On the LDAP (SLAPD) server
*Re-create .db files
mkdir /etc/openldap/certs modutil -create -dbdir /etc/openldap/certs
Setup a CA Certificate
certutil -d /etc/openldap/certs -A -n "My CA Certificate" -t TCu,Cu,Tuw -a -i /etc/openldap/cacerts/ca.pem
where ca.pem should be your CA’s certificate file.
Remove the password from the Database
modutil -dbdir /etc/openldap/certs -changepw 'NSS Certificate DB'
Creates the .p12 file and imports it on the Database
openssl pkcs12 -inkey domain.org.key -in domain.org.crt -export -out domain.org.p12 -nodes -name 'LDAP-Certificate' pk12util -i domain.org.p12 -d /etc/openldap/certs
where **domain.org.key **and **domain.org.crt **are the names of the certificates you previously created at your CA’s website.
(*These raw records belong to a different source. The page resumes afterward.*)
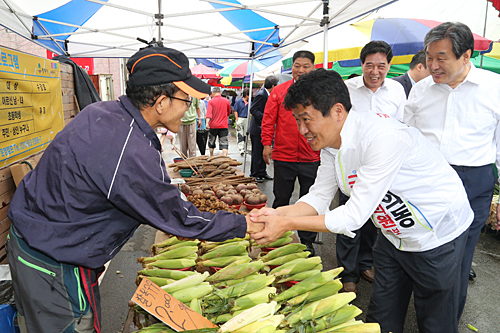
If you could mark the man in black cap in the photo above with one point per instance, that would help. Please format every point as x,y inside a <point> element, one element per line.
<point>100,178</point>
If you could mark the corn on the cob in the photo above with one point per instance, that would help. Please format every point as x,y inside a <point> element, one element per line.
<point>209,245</point>
<point>226,317</point>
<point>355,327</point>
<point>328,289</point>
<point>249,316</point>
<point>220,262</point>
<point>186,295</point>
<point>225,251</point>
<point>237,272</point>
<point>250,300</point>
<point>245,243</point>
<point>232,282</point>
<point>339,327</point>
<point>156,280</point>
<point>178,245</point>
<point>284,250</point>
<point>279,242</point>
<point>287,258</point>
<point>260,326</point>
<point>244,288</point>
<point>300,276</point>
<point>296,266</point>
<point>342,315</point>
<point>187,282</point>
<point>309,284</point>
<point>181,252</point>
<point>322,307</point>
<point>168,242</point>
<point>172,263</point>
<point>166,273</point>
<point>195,305</point>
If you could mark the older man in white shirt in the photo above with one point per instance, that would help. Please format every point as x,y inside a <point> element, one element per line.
<point>370,92</point>
<point>392,173</point>
<point>458,110</point>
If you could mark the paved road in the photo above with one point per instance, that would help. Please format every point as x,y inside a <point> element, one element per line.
<point>482,309</point>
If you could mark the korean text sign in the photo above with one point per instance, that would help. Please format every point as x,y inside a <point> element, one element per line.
<point>166,308</point>
<point>31,112</point>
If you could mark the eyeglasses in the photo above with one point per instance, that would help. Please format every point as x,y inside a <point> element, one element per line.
<point>187,101</point>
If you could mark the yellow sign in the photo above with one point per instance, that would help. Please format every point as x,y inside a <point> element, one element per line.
<point>166,308</point>
<point>31,112</point>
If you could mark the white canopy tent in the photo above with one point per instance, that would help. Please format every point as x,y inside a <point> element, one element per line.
<point>199,28</point>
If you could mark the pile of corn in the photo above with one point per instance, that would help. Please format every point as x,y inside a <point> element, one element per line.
<point>248,296</point>
<point>492,218</point>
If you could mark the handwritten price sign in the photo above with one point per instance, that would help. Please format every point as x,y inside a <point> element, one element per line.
<point>166,308</point>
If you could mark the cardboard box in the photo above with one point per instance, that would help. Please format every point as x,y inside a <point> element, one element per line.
<point>18,171</point>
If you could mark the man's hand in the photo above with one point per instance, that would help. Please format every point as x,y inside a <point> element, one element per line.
<point>267,154</point>
<point>253,227</point>
<point>274,227</point>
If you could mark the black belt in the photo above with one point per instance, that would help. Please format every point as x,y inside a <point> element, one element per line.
<point>463,168</point>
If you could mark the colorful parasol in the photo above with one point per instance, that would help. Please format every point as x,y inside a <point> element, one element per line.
<point>406,37</point>
<point>203,72</point>
<point>238,69</point>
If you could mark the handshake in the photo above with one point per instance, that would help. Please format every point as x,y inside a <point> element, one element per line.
<point>265,225</point>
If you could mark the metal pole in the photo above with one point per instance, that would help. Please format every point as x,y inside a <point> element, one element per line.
<point>248,115</point>
<point>325,34</point>
<point>160,16</point>
<point>484,30</point>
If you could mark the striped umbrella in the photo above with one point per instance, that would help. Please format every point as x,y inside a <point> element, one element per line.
<point>238,69</point>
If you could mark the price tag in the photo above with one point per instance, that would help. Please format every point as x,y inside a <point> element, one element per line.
<point>166,308</point>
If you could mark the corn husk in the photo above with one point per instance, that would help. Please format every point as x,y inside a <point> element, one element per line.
<point>250,300</point>
<point>237,272</point>
<point>166,273</point>
<point>282,251</point>
<point>320,308</point>
<point>296,266</point>
<point>309,284</point>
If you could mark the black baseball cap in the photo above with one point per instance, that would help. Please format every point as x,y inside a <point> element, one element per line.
<point>154,66</point>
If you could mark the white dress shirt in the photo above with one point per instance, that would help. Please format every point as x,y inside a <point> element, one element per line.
<point>463,123</point>
<point>390,98</point>
<point>391,172</point>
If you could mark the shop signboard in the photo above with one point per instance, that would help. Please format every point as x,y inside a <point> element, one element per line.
<point>31,108</point>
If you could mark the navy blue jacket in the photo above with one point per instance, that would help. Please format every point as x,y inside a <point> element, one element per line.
<point>99,179</point>
<point>241,108</point>
<point>257,111</point>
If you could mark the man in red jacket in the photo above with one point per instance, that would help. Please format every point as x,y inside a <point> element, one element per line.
<point>292,156</point>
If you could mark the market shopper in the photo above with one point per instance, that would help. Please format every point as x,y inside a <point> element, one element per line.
<point>96,183</point>
<point>418,71</point>
<point>400,179</point>
<point>241,114</point>
<point>370,92</point>
<point>458,109</point>
<point>218,111</point>
<point>258,166</point>
<point>292,156</point>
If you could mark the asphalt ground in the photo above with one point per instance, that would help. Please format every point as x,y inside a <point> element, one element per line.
<point>482,309</point>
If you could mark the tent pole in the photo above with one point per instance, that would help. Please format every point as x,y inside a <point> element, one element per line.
<point>249,106</point>
<point>484,31</point>
<point>160,16</point>
<point>325,34</point>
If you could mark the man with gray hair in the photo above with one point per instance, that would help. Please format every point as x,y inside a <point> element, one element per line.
<point>418,71</point>
<point>458,110</point>
<point>218,111</point>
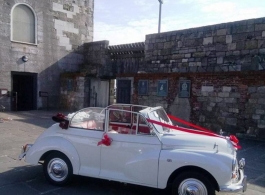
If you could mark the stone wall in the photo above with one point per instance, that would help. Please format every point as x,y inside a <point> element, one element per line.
<point>62,28</point>
<point>231,101</point>
<point>235,46</point>
<point>74,91</point>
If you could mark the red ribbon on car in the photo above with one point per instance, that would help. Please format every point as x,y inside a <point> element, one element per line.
<point>106,140</point>
<point>199,130</point>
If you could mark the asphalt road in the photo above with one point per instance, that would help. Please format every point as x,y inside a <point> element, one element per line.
<point>19,178</point>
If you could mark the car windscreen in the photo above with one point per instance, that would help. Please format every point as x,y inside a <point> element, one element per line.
<point>160,115</point>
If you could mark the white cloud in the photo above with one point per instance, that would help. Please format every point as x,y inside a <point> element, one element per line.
<point>129,22</point>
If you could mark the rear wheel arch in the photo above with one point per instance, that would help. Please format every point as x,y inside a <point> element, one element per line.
<point>193,169</point>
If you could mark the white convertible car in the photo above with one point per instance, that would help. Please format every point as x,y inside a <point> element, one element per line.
<point>138,145</point>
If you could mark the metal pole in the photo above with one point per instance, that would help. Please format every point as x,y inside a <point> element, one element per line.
<point>159,20</point>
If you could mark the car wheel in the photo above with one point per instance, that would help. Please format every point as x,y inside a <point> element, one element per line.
<point>192,183</point>
<point>57,169</point>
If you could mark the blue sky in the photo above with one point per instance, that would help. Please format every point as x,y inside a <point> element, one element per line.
<point>128,21</point>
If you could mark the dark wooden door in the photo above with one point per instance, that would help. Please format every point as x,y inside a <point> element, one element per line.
<point>124,91</point>
<point>24,91</point>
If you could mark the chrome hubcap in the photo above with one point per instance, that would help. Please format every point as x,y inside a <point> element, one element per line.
<point>192,187</point>
<point>57,169</point>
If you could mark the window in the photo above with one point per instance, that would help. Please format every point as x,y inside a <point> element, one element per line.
<point>23,27</point>
<point>88,118</point>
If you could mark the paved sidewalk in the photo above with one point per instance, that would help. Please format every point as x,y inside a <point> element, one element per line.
<point>17,177</point>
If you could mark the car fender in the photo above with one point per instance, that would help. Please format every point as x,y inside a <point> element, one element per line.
<point>219,165</point>
<point>53,143</point>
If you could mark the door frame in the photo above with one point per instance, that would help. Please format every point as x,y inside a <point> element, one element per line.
<point>35,83</point>
<point>118,87</point>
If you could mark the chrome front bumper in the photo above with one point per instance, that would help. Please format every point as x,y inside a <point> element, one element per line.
<point>241,186</point>
<point>24,151</point>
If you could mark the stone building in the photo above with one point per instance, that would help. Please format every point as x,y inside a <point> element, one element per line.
<point>212,75</point>
<point>39,41</point>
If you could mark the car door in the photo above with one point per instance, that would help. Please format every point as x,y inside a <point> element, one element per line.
<point>132,156</point>
<point>85,138</point>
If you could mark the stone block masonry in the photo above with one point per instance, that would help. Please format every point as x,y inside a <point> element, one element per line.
<point>231,101</point>
<point>235,46</point>
<point>62,27</point>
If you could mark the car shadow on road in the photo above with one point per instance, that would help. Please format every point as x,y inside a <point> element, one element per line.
<point>30,180</point>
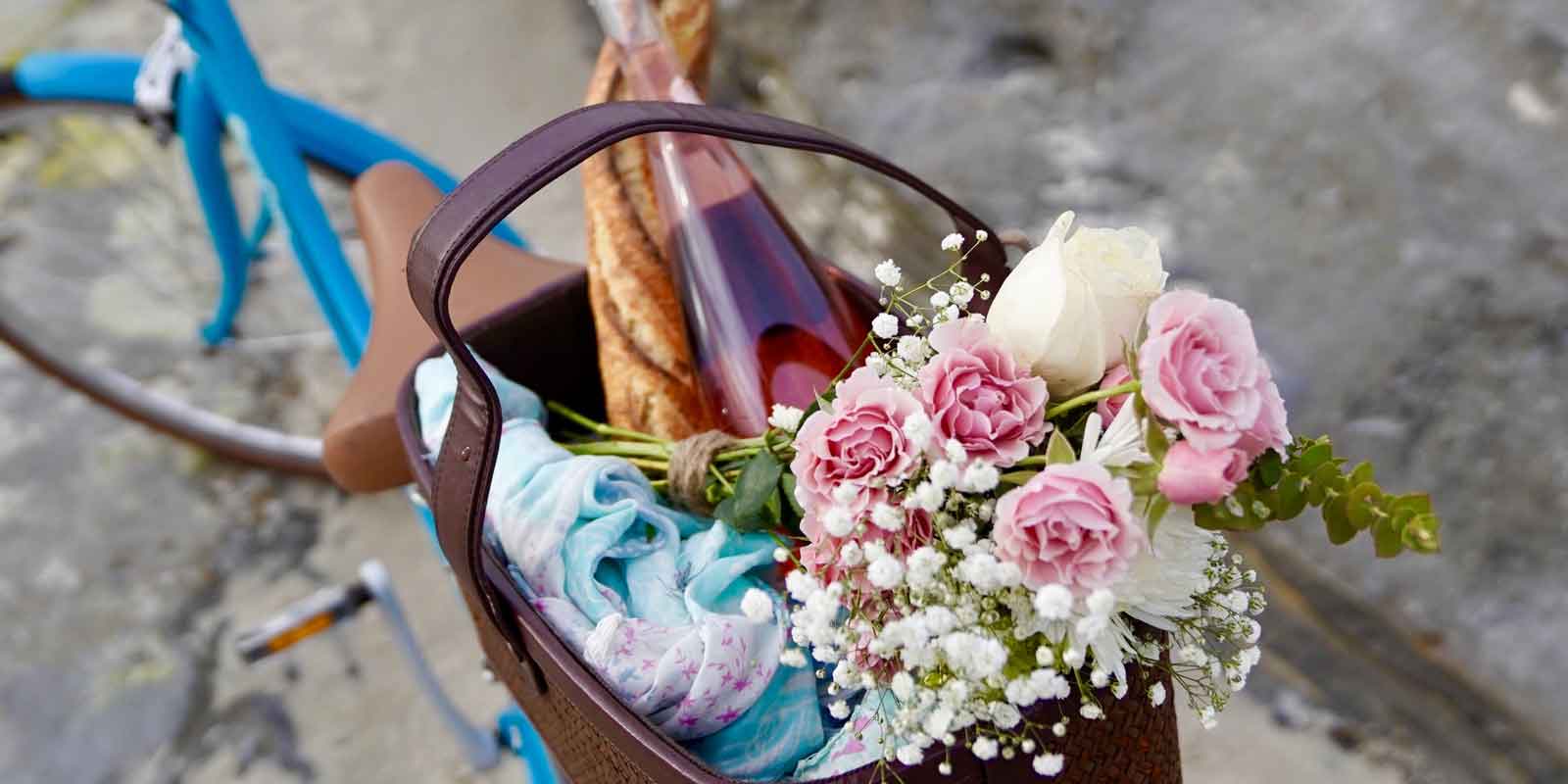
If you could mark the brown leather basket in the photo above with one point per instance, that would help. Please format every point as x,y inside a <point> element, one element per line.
<point>548,342</point>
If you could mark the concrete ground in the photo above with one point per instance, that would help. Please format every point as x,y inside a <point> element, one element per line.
<point>130,562</point>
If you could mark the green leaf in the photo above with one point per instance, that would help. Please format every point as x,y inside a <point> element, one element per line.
<point>1209,517</point>
<point>1361,506</point>
<point>1421,533</point>
<point>1291,498</point>
<point>1154,441</point>
<point>1018,477</point>
<point>1338,521</point>
<point>773,510</point>
<point>1157,507</point>
<point>1416,502</point>
<point>1387,540</point>
<point>1269,469</point>
<point>1058,449</point>
<point>758,483</point>
<point>726,512</point>
<point>1361,474</point>
<point>1129,357</point>
<point>788,485</point>
<point>1316,455</point>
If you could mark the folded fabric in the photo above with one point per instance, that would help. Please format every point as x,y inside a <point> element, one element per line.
<point>650,596</point>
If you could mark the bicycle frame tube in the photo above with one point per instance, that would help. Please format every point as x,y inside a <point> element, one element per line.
<point>226,91</point>
<point>232,77</point>
<point>320,132</point>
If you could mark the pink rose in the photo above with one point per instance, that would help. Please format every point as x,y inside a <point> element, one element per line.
<point>979,396</point>
<point>1110,407</point>
<point>855,439</point>
<point>1201,372</point>
<point>1200,477</point>
<point>1070,524</point>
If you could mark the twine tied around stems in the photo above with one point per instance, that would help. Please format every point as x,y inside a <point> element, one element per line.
<point>689,463</point>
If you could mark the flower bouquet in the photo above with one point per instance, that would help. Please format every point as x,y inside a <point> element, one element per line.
<point>995,524</point>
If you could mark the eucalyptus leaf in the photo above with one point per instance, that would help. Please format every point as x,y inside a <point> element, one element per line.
<point>1269,469</point>
<point>1338,521</point>
<point>788,485</point>
<point>1363,504</point>
<point>1058,449</point>
<point>726,512</point>
<point>1291,498</point>
<point>1154,441</point>
<point>1157,507</point>
<point>1421,533</point>
<point>1387,540</point>
<point>1316,455</point>
<point>758,482</point>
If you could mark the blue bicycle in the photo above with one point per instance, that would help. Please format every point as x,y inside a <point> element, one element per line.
<point>112,284</point>
<point>107,278</point>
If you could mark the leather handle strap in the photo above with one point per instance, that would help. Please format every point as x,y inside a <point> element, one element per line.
<point>467,454</point>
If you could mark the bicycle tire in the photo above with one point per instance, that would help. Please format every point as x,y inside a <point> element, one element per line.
<point>133,399</point>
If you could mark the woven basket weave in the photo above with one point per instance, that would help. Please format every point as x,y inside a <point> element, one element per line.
<point>613,316</point>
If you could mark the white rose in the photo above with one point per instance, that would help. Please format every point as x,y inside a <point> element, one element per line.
<point>1070,306</point>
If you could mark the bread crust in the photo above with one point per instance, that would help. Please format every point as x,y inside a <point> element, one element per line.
<point>645,357</point>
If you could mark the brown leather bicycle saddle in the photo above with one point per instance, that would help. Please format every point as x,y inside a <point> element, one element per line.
<point>361,446</point>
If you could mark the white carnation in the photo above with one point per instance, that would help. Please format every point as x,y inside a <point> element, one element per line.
<point>888,273</point>
<point>945,474</point>
<point>958,537</point>
<point>888,517</point>
<point>758,606</point>
<point>1050,764</point>
<point>786,417</point>
<point>885,572</point>
<point>917,427</point>
<point>1157,695</point>
<point>984,749</point>
<point>911,349</point>
<point>1054,603</point>
<point>838,521</point>
<point>885,325</point>
<point>980,477</point>
<point>851,556</point>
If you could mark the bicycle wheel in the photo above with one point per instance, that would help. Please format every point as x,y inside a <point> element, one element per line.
<point>107,274</point>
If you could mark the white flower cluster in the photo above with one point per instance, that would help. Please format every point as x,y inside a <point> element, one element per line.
<point>949,627</point>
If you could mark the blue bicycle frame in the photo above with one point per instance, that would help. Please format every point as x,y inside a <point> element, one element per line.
<point>224,93</point>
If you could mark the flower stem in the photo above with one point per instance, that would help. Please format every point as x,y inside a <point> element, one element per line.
<point>1092,397</point>
<point>600,428</point>
<point>619,449</point>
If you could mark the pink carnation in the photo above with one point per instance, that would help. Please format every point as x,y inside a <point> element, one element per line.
<point>1110,407</point>
<point>1070,524</point>
<point>1200,477</point>
<point>855,439</point>
<point>977,394</point>
<point>1201,372</point>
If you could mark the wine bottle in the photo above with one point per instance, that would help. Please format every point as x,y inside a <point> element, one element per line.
<point>764,320</point>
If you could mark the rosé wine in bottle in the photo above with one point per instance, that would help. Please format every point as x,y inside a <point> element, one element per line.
<point>764,320</point>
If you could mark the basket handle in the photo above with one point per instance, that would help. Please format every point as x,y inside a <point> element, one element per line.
<point>478,204</point>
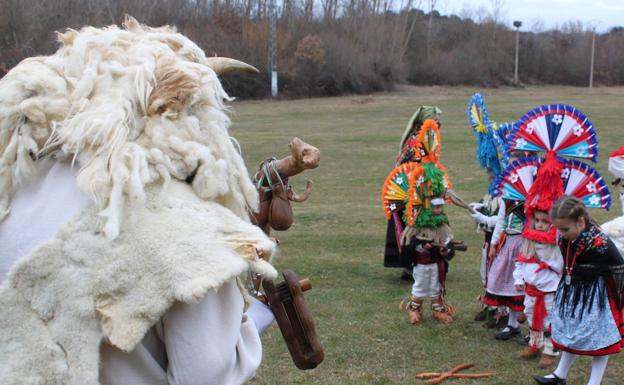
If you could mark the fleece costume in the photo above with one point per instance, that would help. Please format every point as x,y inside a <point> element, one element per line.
<point>140,113</point>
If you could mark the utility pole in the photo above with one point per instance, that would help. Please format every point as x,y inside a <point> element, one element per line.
<point>272,67</point>
<point>591,63</point>
<point>517,24</point>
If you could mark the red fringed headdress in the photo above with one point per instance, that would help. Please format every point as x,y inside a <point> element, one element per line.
<point>547,186</point>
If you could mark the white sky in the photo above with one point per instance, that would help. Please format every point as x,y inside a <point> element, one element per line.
<point>540,15</point>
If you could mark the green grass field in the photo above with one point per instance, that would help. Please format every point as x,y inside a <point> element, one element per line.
<point>338,236</point>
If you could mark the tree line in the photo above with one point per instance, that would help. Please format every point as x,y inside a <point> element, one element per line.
<point>332,47</point>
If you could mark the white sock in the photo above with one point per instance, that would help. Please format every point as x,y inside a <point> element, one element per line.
<point>513,319</point>
<point>564,365</point>
<point>599,364</point>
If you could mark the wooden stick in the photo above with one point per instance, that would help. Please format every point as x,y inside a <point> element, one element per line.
<point>436,378</point>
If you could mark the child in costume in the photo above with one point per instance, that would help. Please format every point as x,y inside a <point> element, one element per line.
<point>587,317</point>
<point>417,190</point>
<point>504,249</point>
<point>539,266</point>
<point>429,270</point>
<point>409,151</point>
<point>557,130</point>
<point>491,156</point>
<point>583,317</point>
<point>537,273</point>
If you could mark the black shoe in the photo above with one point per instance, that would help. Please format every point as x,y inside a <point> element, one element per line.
<point>549,381</point>
<point>482,315</point>
<point>524,340</point>
<point>507,333</point>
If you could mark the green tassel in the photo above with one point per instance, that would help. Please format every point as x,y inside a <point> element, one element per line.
<point>427,220</point>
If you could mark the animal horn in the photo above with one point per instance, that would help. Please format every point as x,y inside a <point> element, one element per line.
<point>223,65</point>
<point>303,197</point>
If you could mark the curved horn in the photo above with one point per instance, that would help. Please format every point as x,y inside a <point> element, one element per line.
<point>223,65</point>
<point>303,197</point>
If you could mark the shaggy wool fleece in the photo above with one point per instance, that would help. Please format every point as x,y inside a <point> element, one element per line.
<point>132,107</point>
<point>79,288</point>
<point>141,113</point>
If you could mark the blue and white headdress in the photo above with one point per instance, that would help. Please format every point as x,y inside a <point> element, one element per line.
<point>491,148</point>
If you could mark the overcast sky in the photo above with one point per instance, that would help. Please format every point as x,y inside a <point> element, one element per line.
<point>536,14</point>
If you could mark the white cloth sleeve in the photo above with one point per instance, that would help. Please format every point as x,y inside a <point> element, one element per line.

List all the certificates on the database and make sure all the informations are correct
certutil -d /etc/openldap/certs -L
Configure /etc/openldap/slapd.conf and make sure the TLSCACertificatePath points to your Mozilla NSS database
TLSCACertificateFile /etc/openldap/cacerts/ca.pem TLSCACertificatePath /etc/openldap/certs/ TLSCertificateFile LDAP-Certificate
Modify the trust flags if necessary
certutil -d /etc/openldap/certs -M -n "My CA Certificate" -t "TCu,Cu,Tuw"
Delete a certificate from the database
certutil -d /etc/openldap/certs -D -n "My LDAP Certificate"
On the clients (nslcd uses ldap.conf while sssd uses /etc/sssd/sssd.conf)
BASE dc=domain,dc=org URI ldaps://ldap.domain.org TLS_REQCERT demand TLS_CACERT /etc/openldap/cacerts/ca.pem
ldap_tls_cacert = /etc/openldap/cacerts/ca.pem ldap_tls_reqcert = demand ldap_uri = ldaps://ldap.domain.org
How to test the whole setup
ldapsearch -x -b 'dc=domain,dc=org' -D "cn=Manager,dc=domain,dc=org" '(objectclass=*)' -H ldaps://ldap.domain.org -W -v
If anything goes wrong you can run SLAPD with the following args for its debug mode:
/usr/sbin/slapd -d 256 -f /etc/openldap/slapd.conf -h "ldaps:/// ldap:///"
**Possible errors: **
If you happen to see an error similar to this one: “TLS error -8049:Unrecognized Object Identifier.“, try running ldapsearch with its debug mode this way:
ldapsearch -d 1 -x -ZZ -H ldap://ldap.domain.org
Make also sure that the FQDN you are trying to connect to is listed on the trusted FQDN’s list of your domain.org.crt.
Update: as SSSD’s developer Stephen Gallagher correctly pointed out on the comments using ldap_tls_reqcert = allow isn’t a best practice since it may take in Man in the Midle Attacks, adjusting the how to to match his suggestions.